Naturally, the title of this book is certainly a little intriguing. My first thought was ‘what the heck is a DUFF’?
The book was suggested to me on kindle store after I read a title from the same genre. (I went through a stage of reading only teenage fiction last year).
So I read it. And I finished it in a day and a half.
And then I heard that it was being made into a film. I inwardly groaned at the news, but then perked up when I heard that the illustrious Robbie Amell would be portraying Hamilton High’s very own Wesley Rush, the male lead. Mae Whitman would be playing Bianca, the female lead, with Skyler Samuels and Bianca Santos as her gal pal’s Jess and Casey. And introducing Madison Morgon, a stuck up mean girl portrayed by Bella Thorne (who, I might add, doesn’t exist in the book.)

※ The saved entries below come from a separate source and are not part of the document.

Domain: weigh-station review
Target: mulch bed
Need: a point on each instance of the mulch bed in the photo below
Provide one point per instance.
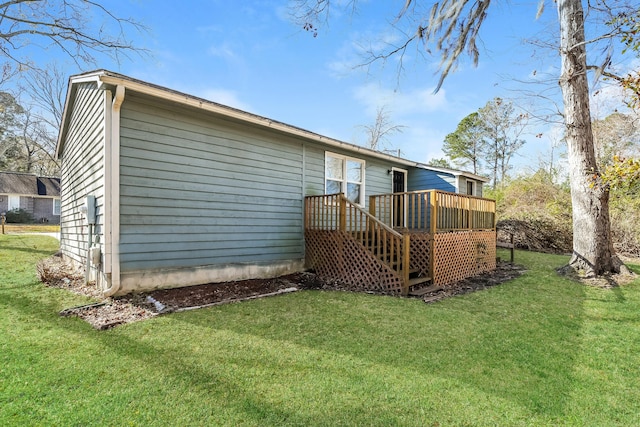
(110, 312)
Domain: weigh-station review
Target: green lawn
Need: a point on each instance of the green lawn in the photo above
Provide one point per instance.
(539, 350)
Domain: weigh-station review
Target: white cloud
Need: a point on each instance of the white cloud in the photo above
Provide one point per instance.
(224, 50)
(398, 103)
(223, 96)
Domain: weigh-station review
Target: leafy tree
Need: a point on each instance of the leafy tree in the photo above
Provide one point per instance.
(467, 142)
(451, 28)
(616, 135)
(627, 25)
(502, 127)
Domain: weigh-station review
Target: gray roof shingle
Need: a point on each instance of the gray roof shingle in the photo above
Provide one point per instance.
(28, 184)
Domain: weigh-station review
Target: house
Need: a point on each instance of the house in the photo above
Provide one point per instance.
(163, 189)
(39, 196)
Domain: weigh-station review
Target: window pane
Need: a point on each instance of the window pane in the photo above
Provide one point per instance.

The two adaptations couldn’t be more different. The movie franchise changed everything. Book-Bianca has crippling anxiety, a run away mother, a ridiculous denial complex, an unhealthy relationship with sex and a strong cynical nature. I admire Book-Bianca so much, because she is so perfectly flawed and relatable.
Movie-Bianca, while still being incredibly badass and sassy, is not the same person. In the movie, her dad is the runaway. In the movie, she doesn’t have a friends with benefits type relationship with Wesley Rush. In the movie, the main focus seems to be social media.

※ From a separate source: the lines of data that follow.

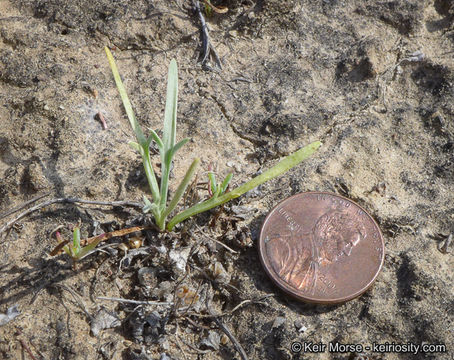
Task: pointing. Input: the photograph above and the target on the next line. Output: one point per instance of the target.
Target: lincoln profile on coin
(298, 255)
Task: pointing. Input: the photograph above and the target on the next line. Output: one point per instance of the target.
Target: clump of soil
(371, 80)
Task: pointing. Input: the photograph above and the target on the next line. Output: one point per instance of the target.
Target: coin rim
(282, 285)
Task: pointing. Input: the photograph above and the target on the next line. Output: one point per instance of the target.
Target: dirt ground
(373, 80)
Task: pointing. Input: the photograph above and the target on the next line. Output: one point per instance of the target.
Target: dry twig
(66, 201)
(229, 334)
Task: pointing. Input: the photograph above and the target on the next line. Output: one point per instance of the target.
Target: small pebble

Enter bitchy Madison Morgon. Her role of the movie is to be hated, and mission accomplished. Social media queen, she is a self professed walking reality show. She has a minion to document every waking minute of her daily life, and Madison stands as an obstacle between Wesley and Bianca.

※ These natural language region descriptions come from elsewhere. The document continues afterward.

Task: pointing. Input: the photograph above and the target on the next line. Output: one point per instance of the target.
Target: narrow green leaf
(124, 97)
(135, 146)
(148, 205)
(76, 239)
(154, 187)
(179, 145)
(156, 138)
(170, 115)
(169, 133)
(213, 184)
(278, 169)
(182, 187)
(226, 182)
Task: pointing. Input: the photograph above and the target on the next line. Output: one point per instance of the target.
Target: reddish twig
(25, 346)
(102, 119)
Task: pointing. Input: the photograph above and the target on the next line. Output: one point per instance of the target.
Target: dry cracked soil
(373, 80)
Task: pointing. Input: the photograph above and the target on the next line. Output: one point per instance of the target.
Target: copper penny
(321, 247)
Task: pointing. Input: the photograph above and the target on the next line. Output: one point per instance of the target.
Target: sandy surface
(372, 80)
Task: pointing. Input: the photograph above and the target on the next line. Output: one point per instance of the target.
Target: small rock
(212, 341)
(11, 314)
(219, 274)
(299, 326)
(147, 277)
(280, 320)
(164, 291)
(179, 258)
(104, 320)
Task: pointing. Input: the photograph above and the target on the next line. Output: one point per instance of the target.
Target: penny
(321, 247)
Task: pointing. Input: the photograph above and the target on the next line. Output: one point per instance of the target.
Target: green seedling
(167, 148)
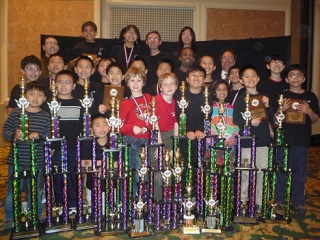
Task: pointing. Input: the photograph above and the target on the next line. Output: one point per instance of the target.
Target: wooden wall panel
(28, 19)
(242, 24)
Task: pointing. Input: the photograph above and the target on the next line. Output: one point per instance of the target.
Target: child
(220, 92)
(135, 114)
(70, 126)
(39, 129)
(195, 117)
(259, 127)
(297, 134)
(207, 62)
(236, 88)
(31, 70)
(115, 76)
(90, 47)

It is interesting how the director (Ari Santel) chooses to make social media a main focal point of the film. It is brilliant, creative, artistic and very, very modern. She turned a potentially dark narrative and made it comical, it’s genius really. But did she have to take away Bianca’s issues? Did she have to tone it down to her just being a little bit awkward? Couldn’t have her protagonist be too f*cked up now, could she?
The difference I noticed most was how easy the book was to read. The movie is definitely easy to watch too. I mostly fell for the book characters, and how Bianca turned the label ‘DUFF’ into a positive thing. The book faces insecurities head on, instead of making social media the prime focal point.
Overall, I’d rate the book a solid 4 stars out of 5, and give the movie a 3.5 star rating. I mean, Robbie Amell has his shirt off, and I can relate to that.